Ao número de suicídios dos habitantes de Macau acrescenta-se 15 outros casos referentes a visitantes no território, em 2011. Macau é dos poucos lugares do mundo em que turistas atentam contra a própria vida ou são internados por motivos psiquiátricos.
“É muito complicado analisar casos de morte. Há muitos factores que têm de ser considerados. E muito perigoso dizer que há apenas uma causa. Quando uma pessoa tira a própria vida trata-se de um caso complexo, não apenas por motivos financeiros, há muitos factores a considerar”, aponta Ho, acrescentando que o caso específico dos visitantes está a ser alvo de estudo. “O trabalho está ainda a começar. Estamos preocupados com todos os casos”, salienta.
O número de novos doentes de psiquiatria também aumentou. Em 2009, 784 pessoas foram pela primeira vez a uma consulta. Em 2010 esse número subiu para 875 e em 2011 para 1500, mais 71 por cento que no ano anterior. Para o responsável do Serviço de Psiquiatria, estes dados não reflectem um aumento do número de doentes mentais, mas sim um aumento dos serviços de apoio e, principalmente, uma melhor articulação com as associações e organizações não-governamentais (ONG), que estão a fazer um trabalho mais intensivo na transferência de casos. E é por isso que as situações com maior aumento são as menos graves, detectadas nas associações. “São casos de ansiedade, problemas de adaptação, aqueles que colocamos no saco nas neuroses. As psicoses têm-se mantido estáveis”, esclareceu Ho.
A mesma opinião tem João Piçarra, psiquiatra infantil e presidente do conselho fiscal da Associação de Psiquiatria de Macau. “Isso também se passa com outras patologias que aparentemente estão a aumentar mas que verdadeiramente não são um aumento, são uma subida da procura e da oferta”, apontou.
O especialista salientou também o trabalho de triagem das associações, lembrando que várias têm psicólogos. “Como estão muito mais próximos da comunidade são os primeiros a dar uma resposta. Quando consideram que a situação tem alguma gravidade e que é preciso alguém mais diferenciado, enviam para os nossos psicólogos ou psiquiatras”, explica. Para o médico, a comunicação com estas associações é muito “rápida e eficiente” – estas fazem a primeira triagem, deixando aos serviços hospitalares o trabalho de hierarquizar os caos por gravidade.
João Piçarra confirmou ainda que a depressão não é a patologia que mais ocupa os serviços de psiquiatria. Apesar de, por vezes, ser necessário internar doentes com depressões graves, com risco de suicídio, essas situações são raras. “A esquizofrenia e a doença bipolar são as que mais ocupam a enfermaria”, referiu.
Dois psiquiatras por contratar
Os Serviços de Psiquiatria contrataram recentemente dois novos médicos, de Taiwan e Portugal – a especialista portuguesa chegou na semana passada e é “uma boa ajuda”, comentou João Piçarra.

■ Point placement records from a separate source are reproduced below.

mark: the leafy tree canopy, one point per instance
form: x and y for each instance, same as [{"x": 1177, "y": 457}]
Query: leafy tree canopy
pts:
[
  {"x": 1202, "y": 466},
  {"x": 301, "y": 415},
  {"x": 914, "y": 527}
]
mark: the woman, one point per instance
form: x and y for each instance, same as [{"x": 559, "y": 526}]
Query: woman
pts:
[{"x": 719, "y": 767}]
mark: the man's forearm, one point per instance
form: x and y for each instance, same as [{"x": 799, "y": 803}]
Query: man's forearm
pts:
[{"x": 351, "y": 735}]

O serviço público fica, assim, dotado de 12 psiquiatras mas ainda há necessidade de, pelo menos, mais dois.
Ho Chi Veng duvida que estas vagas sejam preenchidas até ao final do ano porque, apesar de continuarem a tentar recrutar, “há poucas candidaturas”. “É bastante difícil aumentar o número de psiquiatras”, admitiu o responsável, acrescentando que a falta de especialistas não se fica pelos Serviços de Psiquiatria mas em todo o hospital.
João Piçarra lembra que mais importante do que o número de profissionais é a capacidade de resposta do sistema: “Podemos sempre dizer que são precisos mais. O importante é que as estruturas consigam dar respostas. Podíamos ter muita gente a trabalhar mas depois se tivéssemos listas de espera de dois meses porque o serviço estava mal organizado, a resposta não seria boa”.